Parmi les nombreux processus pathologiques à l’origine d’une perte de santé mentale, les psychiatres privés reçoivent donc des malades aux tableaux cliniques très divers. L’accès aux soins de ces personnes exige des conditions de travail particulières. L’exercice libéral offre le cadre nécessaire à un opératoire spécifique indispensable à notre action thérapeutique, préventive et complémentaire des services hospitaliers.

- Il s’agit de la liberté de choix et d’accès au psychiatre qui doit pouvoir se faire à l’insu des autres intervenants. Sans cette liberté, nombre de nos patients ne viendraient pas nous voir, ou trop tard.

- Il s’agit de l’unicité forfaitaire de notre acte et de son paiement qui évite toute suspicion de tri des pathologies suivies et laisse la place à l’inventivité indispensable à notre efficacité en évitant des protocoles réducteurs qu’induirait une nomenclature éclatée.

- Il s’agit de la confidentialité non partagée indispensable à la liberté de parole des patients. Ce n’est d’ailleurs pas sans irriter parfois nos confrères.

La recherche de transparence est compréhensible dans une organisation rationnelle des soins, mais elle a ses limites car elle doit respecter le ressort même de notre efficience. Nous voyons là l’importance de la spécificité inhérente à la psychiatrie.

Par ailleurs, il nous paraît indispensable que la fonction d’expert, que nous ne réfutons pas, soit assumée par des praticiens aguerris à la confrontation permanente à la psychopathologie générale et à ses traitements. C’est pourquoi, dans un souci éthique, la plupart d’entre nous ne veulent pas se limiter à cette activité.

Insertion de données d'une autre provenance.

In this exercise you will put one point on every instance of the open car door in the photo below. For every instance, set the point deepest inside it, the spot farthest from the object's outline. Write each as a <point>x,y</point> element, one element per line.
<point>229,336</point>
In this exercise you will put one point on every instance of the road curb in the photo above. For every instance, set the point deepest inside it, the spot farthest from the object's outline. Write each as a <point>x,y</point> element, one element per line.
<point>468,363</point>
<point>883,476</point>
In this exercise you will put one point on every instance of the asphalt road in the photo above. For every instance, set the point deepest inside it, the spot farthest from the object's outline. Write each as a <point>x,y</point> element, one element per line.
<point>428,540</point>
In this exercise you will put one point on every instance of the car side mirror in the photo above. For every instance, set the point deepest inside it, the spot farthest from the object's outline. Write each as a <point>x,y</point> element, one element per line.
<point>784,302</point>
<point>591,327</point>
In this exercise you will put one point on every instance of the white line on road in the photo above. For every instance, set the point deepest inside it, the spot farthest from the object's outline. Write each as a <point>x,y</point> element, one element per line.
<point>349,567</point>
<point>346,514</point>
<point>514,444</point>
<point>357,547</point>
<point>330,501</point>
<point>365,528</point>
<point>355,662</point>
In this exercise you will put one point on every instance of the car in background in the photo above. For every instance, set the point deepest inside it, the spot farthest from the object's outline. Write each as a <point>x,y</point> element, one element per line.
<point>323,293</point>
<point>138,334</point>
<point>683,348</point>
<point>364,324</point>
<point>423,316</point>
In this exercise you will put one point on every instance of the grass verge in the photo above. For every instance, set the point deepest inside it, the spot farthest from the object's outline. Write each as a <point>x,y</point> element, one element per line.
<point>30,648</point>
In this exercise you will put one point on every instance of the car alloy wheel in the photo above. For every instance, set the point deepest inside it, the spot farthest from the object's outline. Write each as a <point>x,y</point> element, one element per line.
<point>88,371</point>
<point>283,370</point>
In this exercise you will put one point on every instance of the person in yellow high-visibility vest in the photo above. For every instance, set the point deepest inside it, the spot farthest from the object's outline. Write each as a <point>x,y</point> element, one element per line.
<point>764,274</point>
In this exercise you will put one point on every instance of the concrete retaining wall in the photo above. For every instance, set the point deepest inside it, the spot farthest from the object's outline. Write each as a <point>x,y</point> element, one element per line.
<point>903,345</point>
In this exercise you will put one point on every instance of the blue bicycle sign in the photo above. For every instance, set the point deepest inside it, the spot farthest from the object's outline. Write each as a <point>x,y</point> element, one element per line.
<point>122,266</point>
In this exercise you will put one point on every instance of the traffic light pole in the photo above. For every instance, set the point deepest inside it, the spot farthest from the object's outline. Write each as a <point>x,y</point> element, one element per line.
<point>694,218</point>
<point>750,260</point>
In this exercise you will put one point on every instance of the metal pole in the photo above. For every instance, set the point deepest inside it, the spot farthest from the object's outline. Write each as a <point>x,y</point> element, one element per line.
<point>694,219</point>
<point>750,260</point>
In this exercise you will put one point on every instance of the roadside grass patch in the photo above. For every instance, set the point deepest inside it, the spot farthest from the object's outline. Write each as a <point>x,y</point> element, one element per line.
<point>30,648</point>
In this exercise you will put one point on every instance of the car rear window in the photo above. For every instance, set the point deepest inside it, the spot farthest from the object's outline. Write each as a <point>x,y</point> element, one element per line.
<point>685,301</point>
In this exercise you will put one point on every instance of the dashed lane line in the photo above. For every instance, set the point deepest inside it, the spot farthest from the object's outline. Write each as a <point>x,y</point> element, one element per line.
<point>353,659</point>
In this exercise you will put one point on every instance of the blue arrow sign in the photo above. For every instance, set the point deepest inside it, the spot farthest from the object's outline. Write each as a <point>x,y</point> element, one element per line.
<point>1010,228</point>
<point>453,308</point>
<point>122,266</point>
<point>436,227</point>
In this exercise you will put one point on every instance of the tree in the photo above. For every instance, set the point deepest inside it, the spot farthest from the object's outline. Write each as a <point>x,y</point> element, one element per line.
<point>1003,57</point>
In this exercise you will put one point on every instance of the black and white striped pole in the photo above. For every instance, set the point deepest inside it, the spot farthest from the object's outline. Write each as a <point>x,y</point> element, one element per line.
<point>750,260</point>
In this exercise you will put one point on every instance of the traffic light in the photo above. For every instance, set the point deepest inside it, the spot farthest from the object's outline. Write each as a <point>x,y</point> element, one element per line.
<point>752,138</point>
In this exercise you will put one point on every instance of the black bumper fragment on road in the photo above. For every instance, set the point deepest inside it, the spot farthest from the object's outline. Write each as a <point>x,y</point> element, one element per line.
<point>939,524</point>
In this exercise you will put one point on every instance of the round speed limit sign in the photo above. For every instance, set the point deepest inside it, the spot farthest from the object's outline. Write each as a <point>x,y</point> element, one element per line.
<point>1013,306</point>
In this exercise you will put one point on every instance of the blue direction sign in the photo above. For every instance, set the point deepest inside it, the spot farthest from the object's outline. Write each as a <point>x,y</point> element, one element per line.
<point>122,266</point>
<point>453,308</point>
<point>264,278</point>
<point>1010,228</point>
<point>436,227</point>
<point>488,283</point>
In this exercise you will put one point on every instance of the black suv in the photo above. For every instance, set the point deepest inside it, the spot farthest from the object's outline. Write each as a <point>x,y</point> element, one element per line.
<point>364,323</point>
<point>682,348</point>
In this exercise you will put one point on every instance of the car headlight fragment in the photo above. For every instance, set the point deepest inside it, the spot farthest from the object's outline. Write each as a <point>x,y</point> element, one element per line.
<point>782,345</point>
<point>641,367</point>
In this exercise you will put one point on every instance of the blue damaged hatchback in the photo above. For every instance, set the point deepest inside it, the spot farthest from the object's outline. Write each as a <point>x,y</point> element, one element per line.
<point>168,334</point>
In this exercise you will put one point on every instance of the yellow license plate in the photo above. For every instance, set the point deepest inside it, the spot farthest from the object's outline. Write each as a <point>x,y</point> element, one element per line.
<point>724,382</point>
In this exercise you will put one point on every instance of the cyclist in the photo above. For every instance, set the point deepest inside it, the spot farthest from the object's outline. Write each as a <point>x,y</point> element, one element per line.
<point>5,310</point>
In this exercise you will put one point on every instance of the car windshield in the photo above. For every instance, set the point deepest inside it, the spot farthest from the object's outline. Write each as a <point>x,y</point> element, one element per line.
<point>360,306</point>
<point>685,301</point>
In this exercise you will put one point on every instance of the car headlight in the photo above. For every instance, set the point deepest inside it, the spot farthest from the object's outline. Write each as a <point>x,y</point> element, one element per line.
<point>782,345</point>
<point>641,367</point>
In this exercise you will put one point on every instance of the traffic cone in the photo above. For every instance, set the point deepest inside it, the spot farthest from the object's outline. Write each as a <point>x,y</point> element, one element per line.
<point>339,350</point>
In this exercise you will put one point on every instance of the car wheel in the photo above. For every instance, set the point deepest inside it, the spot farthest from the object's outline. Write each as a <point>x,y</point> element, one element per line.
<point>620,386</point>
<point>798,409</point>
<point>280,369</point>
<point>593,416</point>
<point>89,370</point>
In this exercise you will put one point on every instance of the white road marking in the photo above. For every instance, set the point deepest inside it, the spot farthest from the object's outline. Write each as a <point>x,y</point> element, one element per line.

En France, les conditions exceptionnelles des soins en psychiatrie libérale ont été possibles avec développement de la protection sociale qui a solvabilisé les patients quels que soient leurs revenus. La pertinence de ce secteur d’activité en termes d’efficacité et de complémentarité explique le choix, pour la moitié des psychiatres français, de s’orienter vers l’exercice libéral à temps complet ou partiel, malgré la relativement faible attractivité financière de ce type de pratique.

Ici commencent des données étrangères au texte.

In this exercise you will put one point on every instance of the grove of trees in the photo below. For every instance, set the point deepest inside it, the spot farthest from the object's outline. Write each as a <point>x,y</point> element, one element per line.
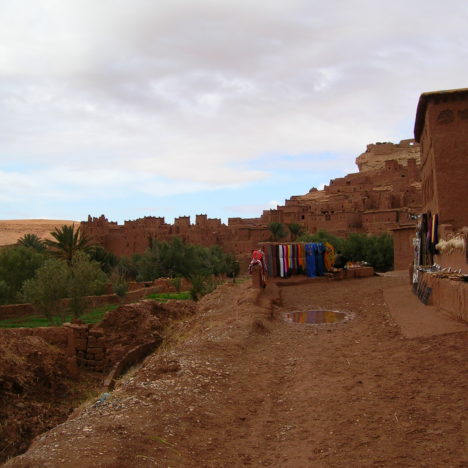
<point>70,266</point>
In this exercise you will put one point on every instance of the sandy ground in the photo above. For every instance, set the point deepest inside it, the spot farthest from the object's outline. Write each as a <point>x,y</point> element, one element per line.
<point>11,230</point>
<point>234,387</point>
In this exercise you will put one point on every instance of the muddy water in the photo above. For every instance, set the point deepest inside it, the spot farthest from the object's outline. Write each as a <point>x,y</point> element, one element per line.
<point>315,317</point>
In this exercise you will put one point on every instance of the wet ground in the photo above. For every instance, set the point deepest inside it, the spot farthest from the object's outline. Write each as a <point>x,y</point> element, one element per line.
<point>233,388</point>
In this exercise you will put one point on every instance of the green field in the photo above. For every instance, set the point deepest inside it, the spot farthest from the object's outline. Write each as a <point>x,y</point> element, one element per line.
<point>33,321</point>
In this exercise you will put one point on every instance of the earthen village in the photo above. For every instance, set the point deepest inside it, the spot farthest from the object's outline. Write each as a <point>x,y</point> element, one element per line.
<point>304,362</point>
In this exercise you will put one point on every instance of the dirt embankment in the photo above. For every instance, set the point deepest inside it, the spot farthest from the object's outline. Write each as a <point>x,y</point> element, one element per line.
<point>231,388</point>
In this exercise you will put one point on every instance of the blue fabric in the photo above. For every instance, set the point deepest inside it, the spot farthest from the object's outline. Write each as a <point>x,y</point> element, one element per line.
<point>321,249</point>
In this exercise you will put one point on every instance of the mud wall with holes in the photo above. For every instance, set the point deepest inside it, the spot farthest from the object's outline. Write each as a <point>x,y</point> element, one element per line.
<point>449,296</point>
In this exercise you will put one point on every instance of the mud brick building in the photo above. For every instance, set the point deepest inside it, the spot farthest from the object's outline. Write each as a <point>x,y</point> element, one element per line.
<point>381,196</point>
<point>441,127</point>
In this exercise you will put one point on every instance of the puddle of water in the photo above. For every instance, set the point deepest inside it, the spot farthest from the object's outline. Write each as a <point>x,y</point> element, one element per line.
<point>315,316</point>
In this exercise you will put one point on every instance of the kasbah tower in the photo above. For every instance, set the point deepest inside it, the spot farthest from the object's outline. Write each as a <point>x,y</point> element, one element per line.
<point>385,195</point>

Enfin, les atteintes à la fonctionnalité de la psychiatrie publique nous touchent par ricochets mettant parfois à mal la souplesse de notre complémentarité.

Nous travaillons au sein de nos associations scientifiques à maintenir la recherche clinique et psychodynamique, tant au niveau national qu’international. Nous pouvons observer, même aux États-Unis, un mouvement de résistance aux simplifications abusives. Aussi, nous comptons sur les responsables politiques français pour soutenir notre pratique et permettre à la psychiatrie de rester une discipline à la recherche permanente de plus d’humanité et d’efficacité. Cette attention à la personne ne peut être que bénéfique, tant en termes de santé publique qu’en termes d’économie.